Filtering by Category: "Charles Dickens"

Charles Dickens, The Old Curiosity Shop (1841) pp 180-182

Added on by Cole Pierce.

Chapter the Sixteenth.

     The sun was setting when they reached the wickest-gate at which the path began, and, as the rain falls upon the just and unjust alike, it shed its warm tint even upon the resting places of the dead, and bade them be of good hope for its rising on the morrow. The church was old and grey, with ivy clinging to the walls, and round the porch. Shunning the tombs, it crept about the mounds, beneath which slept poor humble men, twining for them the first wreaths they had ever won, but wreaths less liable to wither and far more lasting in their kind, than some which were graven deep in stone and marble, and told in pompous terms of virtues meekly hidden for many a year, and only revealed at last to executors and mourning legatees.
     The clergyman's hourse, stumbling with a dull blunt sound among the graves, was cropping the grass; at once deriving orthodox consolation from the dead parishioners, and enforcing las Sunday's text that this was what all flesh came to; a lean ass who had sought to expound it also, wihtout being qualified and ordained, was pricking his ears in an empty pound hard by, and looking with hungry eyes upon his priestly neighbour.
     The old man and the child quitted the gravel path, and strayed among the tombs; for there the ground was soft, and easy to their tired feet. As they passed behind the church, they heard voices near at hand, and presently came on those who had spoken.
     They were two men who were seated in easy attitudes upon the grass, and so busily engaged as to be at first unconscious of intruders. It was not difficult to divine that they were of a class of itinerant showman - exhibitors of the freaks of Punch - for, perched cross-legged upon a tombstone behind them, was the figure of that hero himself, his nose and chin as hooked and his face as beaming as usual. Perhaps his imperturbable character was never more strikingly developed, for he preserved his usual equable smile notwithstanding that his body was dangling in a most uncomfortable position, all loose and limp and shapeless, while his long peaked cap, unequally balanced against his exceedingly slight legs, threatened every instant to bring him toppling down.
     In part scattereed upon the ground at the feet of the two men, and in part jumbled together in a long flat box, were the other persons of the Drama.

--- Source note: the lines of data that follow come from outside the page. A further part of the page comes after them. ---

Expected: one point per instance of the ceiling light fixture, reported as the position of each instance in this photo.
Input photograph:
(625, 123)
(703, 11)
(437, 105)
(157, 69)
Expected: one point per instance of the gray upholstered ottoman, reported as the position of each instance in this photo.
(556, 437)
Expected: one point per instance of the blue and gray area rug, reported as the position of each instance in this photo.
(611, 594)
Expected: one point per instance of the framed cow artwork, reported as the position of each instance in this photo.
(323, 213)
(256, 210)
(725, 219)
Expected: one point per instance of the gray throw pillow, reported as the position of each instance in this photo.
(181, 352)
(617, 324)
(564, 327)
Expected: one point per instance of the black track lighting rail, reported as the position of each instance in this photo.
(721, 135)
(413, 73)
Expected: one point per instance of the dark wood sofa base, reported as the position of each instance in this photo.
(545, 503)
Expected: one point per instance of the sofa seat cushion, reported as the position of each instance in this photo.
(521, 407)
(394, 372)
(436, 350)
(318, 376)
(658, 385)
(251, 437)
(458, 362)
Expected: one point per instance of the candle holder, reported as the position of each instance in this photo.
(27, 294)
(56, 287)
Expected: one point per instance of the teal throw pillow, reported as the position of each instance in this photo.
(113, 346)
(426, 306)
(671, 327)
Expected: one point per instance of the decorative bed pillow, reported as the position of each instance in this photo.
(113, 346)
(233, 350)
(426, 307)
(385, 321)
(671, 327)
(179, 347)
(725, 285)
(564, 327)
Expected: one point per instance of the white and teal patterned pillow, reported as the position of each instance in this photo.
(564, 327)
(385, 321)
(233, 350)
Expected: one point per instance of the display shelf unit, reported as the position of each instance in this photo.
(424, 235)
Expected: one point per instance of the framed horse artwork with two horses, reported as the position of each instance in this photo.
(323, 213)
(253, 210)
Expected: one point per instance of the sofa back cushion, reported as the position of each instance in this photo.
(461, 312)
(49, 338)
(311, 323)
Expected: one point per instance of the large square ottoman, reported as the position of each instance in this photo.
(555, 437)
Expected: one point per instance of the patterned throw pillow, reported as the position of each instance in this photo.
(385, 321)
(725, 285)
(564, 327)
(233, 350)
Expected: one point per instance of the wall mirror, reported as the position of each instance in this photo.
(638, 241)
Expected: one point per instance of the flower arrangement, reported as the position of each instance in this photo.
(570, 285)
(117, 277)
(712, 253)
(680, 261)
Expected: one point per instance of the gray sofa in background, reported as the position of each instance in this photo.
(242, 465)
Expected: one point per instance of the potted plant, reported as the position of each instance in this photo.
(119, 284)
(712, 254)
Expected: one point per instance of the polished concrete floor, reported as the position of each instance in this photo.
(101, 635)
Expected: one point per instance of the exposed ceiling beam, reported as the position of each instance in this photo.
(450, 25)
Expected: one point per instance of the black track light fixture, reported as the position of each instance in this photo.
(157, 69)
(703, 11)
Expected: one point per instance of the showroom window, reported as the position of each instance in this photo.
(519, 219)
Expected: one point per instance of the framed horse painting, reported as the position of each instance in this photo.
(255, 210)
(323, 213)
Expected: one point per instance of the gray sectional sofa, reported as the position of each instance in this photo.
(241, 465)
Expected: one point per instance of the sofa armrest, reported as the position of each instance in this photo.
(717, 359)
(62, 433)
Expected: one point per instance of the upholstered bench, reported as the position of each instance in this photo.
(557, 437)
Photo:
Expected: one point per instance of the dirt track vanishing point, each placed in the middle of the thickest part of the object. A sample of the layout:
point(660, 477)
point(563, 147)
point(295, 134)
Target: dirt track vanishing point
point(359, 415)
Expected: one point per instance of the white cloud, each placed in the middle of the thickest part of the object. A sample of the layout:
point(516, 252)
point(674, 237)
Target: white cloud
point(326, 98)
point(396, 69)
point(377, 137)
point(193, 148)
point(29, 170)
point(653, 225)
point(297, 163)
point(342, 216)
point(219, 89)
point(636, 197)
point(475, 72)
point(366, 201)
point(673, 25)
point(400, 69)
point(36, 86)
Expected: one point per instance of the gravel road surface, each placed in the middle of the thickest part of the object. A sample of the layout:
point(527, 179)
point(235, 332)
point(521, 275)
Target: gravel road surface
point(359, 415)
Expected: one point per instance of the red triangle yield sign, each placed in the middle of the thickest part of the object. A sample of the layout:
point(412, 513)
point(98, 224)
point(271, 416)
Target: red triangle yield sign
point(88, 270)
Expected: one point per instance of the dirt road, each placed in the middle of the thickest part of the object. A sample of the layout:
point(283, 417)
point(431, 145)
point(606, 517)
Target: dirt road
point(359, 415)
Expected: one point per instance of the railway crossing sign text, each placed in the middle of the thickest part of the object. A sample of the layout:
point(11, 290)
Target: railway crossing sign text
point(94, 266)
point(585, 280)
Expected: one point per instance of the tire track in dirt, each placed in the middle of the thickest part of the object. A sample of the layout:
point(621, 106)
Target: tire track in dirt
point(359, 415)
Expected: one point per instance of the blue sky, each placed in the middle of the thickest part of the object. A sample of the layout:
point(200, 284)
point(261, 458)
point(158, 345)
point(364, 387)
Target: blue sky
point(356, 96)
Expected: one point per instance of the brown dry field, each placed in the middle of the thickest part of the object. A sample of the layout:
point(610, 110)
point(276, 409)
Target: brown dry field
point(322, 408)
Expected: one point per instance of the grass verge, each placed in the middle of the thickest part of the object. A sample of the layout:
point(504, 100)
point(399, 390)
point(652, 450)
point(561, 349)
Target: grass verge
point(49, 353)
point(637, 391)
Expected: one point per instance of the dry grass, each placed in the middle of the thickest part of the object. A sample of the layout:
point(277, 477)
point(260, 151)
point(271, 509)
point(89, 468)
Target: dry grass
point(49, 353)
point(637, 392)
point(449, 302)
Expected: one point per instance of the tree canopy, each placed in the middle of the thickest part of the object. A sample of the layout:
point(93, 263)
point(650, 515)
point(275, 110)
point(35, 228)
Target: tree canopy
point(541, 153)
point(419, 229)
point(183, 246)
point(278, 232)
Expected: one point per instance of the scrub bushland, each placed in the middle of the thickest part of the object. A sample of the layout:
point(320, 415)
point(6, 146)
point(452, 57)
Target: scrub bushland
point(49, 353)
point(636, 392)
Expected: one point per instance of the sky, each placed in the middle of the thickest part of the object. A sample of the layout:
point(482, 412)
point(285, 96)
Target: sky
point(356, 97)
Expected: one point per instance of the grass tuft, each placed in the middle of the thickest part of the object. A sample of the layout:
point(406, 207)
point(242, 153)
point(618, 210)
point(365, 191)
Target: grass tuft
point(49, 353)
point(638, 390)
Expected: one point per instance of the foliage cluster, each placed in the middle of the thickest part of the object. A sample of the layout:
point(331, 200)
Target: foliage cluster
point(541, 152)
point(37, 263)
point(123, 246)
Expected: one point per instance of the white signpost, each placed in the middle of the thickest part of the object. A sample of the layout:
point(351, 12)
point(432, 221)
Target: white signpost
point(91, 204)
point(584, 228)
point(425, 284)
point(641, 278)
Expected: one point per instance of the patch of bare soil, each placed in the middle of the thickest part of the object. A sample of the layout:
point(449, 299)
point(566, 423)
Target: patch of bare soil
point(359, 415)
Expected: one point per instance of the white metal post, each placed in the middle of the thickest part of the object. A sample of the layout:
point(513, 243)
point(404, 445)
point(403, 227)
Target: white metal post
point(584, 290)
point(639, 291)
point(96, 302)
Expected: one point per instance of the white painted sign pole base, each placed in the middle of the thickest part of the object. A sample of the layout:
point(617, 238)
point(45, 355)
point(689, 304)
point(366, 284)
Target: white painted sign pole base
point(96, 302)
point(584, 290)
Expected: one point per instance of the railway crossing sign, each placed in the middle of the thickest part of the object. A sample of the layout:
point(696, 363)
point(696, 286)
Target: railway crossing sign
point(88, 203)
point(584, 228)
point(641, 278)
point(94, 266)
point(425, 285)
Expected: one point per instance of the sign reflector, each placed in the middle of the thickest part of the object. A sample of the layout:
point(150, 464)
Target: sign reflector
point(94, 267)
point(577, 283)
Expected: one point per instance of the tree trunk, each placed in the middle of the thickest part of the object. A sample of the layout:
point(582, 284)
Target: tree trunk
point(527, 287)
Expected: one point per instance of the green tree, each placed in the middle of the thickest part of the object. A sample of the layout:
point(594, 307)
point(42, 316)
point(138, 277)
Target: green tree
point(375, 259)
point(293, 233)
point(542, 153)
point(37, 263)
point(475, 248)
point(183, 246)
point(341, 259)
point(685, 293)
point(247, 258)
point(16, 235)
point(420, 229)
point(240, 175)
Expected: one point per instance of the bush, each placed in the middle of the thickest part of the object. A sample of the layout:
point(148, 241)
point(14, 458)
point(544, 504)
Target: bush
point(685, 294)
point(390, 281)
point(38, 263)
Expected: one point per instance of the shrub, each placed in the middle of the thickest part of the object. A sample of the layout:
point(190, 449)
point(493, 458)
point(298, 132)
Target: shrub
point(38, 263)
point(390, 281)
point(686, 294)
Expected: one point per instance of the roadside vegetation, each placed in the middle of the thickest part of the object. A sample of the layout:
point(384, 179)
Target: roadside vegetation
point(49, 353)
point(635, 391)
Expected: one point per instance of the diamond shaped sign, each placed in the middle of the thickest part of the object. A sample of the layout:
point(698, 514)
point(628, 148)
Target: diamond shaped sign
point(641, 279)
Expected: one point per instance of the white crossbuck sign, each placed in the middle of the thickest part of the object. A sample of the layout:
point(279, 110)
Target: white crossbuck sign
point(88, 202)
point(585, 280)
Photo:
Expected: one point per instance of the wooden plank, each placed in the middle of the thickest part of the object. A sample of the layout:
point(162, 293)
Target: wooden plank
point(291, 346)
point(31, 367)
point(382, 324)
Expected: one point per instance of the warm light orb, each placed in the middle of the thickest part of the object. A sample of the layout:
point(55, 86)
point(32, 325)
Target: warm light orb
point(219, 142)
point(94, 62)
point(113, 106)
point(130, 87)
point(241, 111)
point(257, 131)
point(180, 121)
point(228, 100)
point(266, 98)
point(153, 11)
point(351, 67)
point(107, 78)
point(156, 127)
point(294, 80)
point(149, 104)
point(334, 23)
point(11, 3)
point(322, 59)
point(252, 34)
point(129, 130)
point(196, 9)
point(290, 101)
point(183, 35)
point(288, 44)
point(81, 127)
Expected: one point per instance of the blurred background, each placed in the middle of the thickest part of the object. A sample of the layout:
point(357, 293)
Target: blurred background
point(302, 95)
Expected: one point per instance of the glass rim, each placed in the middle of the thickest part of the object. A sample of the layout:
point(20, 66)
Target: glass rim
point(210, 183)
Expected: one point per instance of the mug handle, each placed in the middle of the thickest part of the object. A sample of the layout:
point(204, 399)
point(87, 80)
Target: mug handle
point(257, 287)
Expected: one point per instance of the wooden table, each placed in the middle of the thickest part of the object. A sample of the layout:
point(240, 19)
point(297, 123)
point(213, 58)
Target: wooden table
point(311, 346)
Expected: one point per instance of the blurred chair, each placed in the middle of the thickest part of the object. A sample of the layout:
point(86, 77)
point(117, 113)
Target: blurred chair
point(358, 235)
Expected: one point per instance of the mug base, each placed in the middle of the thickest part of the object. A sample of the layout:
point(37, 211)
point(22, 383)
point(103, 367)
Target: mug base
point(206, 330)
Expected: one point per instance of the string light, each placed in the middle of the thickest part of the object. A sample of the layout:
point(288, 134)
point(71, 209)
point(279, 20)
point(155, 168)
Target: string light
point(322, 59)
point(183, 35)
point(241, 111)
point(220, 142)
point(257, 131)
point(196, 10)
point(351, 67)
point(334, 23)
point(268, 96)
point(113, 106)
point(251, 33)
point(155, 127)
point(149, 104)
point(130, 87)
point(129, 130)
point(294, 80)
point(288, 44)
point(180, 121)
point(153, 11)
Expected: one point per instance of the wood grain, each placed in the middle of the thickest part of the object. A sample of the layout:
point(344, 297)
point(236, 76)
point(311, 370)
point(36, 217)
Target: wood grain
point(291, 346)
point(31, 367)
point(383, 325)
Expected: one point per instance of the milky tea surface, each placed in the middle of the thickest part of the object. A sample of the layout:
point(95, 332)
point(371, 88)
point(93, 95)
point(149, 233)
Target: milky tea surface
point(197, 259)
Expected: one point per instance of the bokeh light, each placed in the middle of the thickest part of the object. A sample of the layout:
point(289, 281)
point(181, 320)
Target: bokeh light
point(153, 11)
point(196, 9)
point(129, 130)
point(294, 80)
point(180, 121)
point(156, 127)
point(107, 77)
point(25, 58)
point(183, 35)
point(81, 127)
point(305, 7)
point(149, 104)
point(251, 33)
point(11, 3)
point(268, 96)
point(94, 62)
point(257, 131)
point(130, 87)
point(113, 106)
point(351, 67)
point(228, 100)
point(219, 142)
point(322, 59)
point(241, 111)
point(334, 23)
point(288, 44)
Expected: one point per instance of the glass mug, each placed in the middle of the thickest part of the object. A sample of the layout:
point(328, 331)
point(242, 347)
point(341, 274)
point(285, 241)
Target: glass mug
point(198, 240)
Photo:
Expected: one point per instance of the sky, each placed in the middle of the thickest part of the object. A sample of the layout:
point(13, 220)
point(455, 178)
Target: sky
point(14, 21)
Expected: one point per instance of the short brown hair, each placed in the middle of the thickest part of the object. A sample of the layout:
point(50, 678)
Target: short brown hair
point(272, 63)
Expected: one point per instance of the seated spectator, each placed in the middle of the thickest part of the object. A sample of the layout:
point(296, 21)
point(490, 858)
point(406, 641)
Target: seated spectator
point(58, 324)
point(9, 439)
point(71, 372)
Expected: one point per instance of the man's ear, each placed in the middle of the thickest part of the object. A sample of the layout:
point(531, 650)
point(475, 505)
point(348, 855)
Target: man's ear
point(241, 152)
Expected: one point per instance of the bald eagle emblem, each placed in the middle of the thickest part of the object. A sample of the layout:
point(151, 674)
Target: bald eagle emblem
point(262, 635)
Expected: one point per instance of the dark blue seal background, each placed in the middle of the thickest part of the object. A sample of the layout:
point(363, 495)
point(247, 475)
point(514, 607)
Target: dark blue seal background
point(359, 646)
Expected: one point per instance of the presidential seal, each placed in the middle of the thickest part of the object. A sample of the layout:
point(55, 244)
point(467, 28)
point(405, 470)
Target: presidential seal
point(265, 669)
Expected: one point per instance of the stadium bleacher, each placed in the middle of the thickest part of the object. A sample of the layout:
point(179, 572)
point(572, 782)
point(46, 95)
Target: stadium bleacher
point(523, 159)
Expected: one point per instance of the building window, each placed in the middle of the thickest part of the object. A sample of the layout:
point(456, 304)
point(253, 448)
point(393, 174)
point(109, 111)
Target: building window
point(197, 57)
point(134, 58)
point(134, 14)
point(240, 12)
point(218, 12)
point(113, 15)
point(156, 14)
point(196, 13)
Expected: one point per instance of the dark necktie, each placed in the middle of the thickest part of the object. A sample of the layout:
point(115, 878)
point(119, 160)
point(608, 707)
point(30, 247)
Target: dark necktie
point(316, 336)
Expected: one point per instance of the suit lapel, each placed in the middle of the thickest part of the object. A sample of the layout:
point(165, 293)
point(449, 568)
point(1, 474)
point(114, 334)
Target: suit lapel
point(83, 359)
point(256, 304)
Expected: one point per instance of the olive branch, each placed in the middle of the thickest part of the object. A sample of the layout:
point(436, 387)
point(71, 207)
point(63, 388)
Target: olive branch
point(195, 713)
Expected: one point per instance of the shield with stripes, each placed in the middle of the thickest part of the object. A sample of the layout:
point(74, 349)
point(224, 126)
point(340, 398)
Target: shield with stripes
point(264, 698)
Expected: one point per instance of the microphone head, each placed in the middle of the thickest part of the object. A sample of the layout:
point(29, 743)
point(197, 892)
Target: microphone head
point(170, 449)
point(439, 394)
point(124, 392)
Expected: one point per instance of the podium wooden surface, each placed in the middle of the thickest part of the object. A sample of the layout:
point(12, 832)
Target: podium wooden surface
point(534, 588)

The hero's wife and one child, the hobby-horse, the doctor, the foreign gentleman who not being familiar with the language is unable in the representation to express his ideas otherwise than by the utterance of the word 'Shallabalah' three distinct times, the radical neighbour who will by no means admit that a tin bell is an organ, the executioner, and the Devil, were all here. Their owners had evidently come to that spot to make some needful repairs in the stage arrangements, for one of them was engaged in binding together a small gallows with thread, while the other was intent upon fixing a new black wig, with the aid of a small hammer and some tacks, upon the head of the radical neighbour, who had been beaten bald.
They raised their eyes when the old man and his young companion were close upon them, and pausing in their work, returned their looks of curiosity. One of them, the actual exhibitor no doubt, was a little merry-faced man with a twinkling eye and a red nose, who seemed to have unconsciously imbibed something of his hero's character. The other - that was he who took the money - had rather a careful and cautious look, which was perhaps inseparable from his occupation also.
      The merry man was the first to greet the strangers with a nod; and followed the old man's eyes, he observed that perhaps that was the first time he had ever seen a Punch off the stage. (Punch, it may be remarked, seemed to be pointing with the tip of his cap to a most flourishing epitaph, and to be chuckling over it with all his heart.)
     'Why do you come here to do this?' said the old man, sitting down beside them, and looking at the figurines with extreme delight.
     'Why you see,' rejoined the little man, 'we're putting up for tonight at the public-house yonder, and it wouldn't do to let 'em see the present company undergoing repair.'
     'No!' cried the old man, making signs to Nell to listen, 'why not, eh? why not?'
     'Because it would destroy all the delusion, and take away all the interest, wouldn't it?' replied the little man.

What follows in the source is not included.